Level 2 | Expected Value

For a fourth-and-1 situation at the opponent's 35-yard line, calculate expected points for: 1. Go for it (assume 70% conversion rate) 2. Punt (assume touchback) 3. Field goal attempt

Which option maximizes expected points?

# Your code here

Exercise 1.5: Bayes' Theorem Application

Level 3 | Bayesian Inference

A team wins 60% of games when they score first.

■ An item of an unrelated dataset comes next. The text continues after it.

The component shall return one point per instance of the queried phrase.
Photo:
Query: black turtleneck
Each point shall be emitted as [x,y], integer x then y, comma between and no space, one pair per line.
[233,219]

They score first 52% of the time. 1. What's P(Win)? 2. If a team wins, what's the probability they scored first? 3. Use Bayes' theorem to calculate P(Score First | Win)

# Your code here

Section 2: EPA Analysis (Level 2-3)

Exercise 2.1: EPA Interpretation

Level 2 | EPA Concepts

Using the play-by-play data: 1. What is the league-wide average EPA on passes? 2. What is the league-wide average EPA on runs? 3. What is the standard deviation of EPA for each play type? 4. Why is the pass EPA higher than run EPA?

# Your code here

Exercise 2.2: QB EPA Rankings

Level 2 | Player Evaluation

Calculate EPA per dropback for all QBs with 200+ attempts: 1. Rank QBs by EPA per dropback 2. Calculate the 95% confidence interval for the top 5 QBs 3. Identify which QBs' confidence intervals overlap with league average

# Your code here

Exercise 2.3: Situational EPA

Level 3 | Context Analysis

Calculate average EPA for passes in different situations: 1. First down vs third down 2. Leading by 7+ vs trailing by 7+ 3. First half vs fourth quarter 4. Red zone vs rest of field

# Your code here

Exercise 2.4: Team EPA Decomposition

Level 3 | Aggregation

For each team, calculate: 1. Total offensive EPA 2. Pass EPA contribution (total pass EPA) 3. Rush EPA contribution (total rush EPA) 4. What percentage of each team's EPA comes from passing?

# Your code here

Exercise 2.5: EPA Model Building

Level 4 | Model Construction

Build a simple Expected Points model: 1. Calculate historical average points scored from each yardline (1-99) 2. Create a lookup table of EP by yardline 3. Use this to calculate "homemade" EPA for plays 4. Compare your EPA values to the provided EPA column

# Your code here

Section 3: Win Probability (Level 2-4)

Exercise 3.1: WP Interpretation

Level 2 | WP Concepts

Using play-by-play data: 1. Find the play with the highest WPA in a given season 2. Find the play with the lowest WPA 3. What types of plays generate the most extreme WPA values?

# Your code here

Exercise 3.2: Clutch Performance

Level 3 | Player Evaluation

Calculate total WPA for QBs: 1. Rank QBs by total WPA 2. Compare rankings by total WPA vs EPA per play 3. Which QBs are "clutch" (high WPA rank, lower EPA rank)?

# Your code here

Exercise 3.3: Game Flow Analysis

Level 3 | Time Series

For a specific game: 1. Plot win probability over time for both teams 2. Identify the "turning point" (largest single-play WPA swing) 3. Calculate each team's cumulative WPA through the game

# Your code here

Exercise 3.4: Comeback Probability

Level 4 | Model Analysis

Analyze comeback likelihood: 1. What is the historical win rate when trailing by 14+ in the 4th quarter? 2. What is the win rate when trailing by 7 with 2 minutes left? 3. Build a simple model predicting win probability from score differential and time remaining

# Your code here

Exercise 3.5: WPA Variance Analysis

Level 4 | Statistical Analysis

Compare WPA distributions: 1. Calculate the standard deviation of WPA for passes vs runs 2. Test whether the difference is statistically significant 3. What does this tell us about which play types are "higher leverage"?

# Your code here

Section 4: Hypothesis Testing (Level 3-4)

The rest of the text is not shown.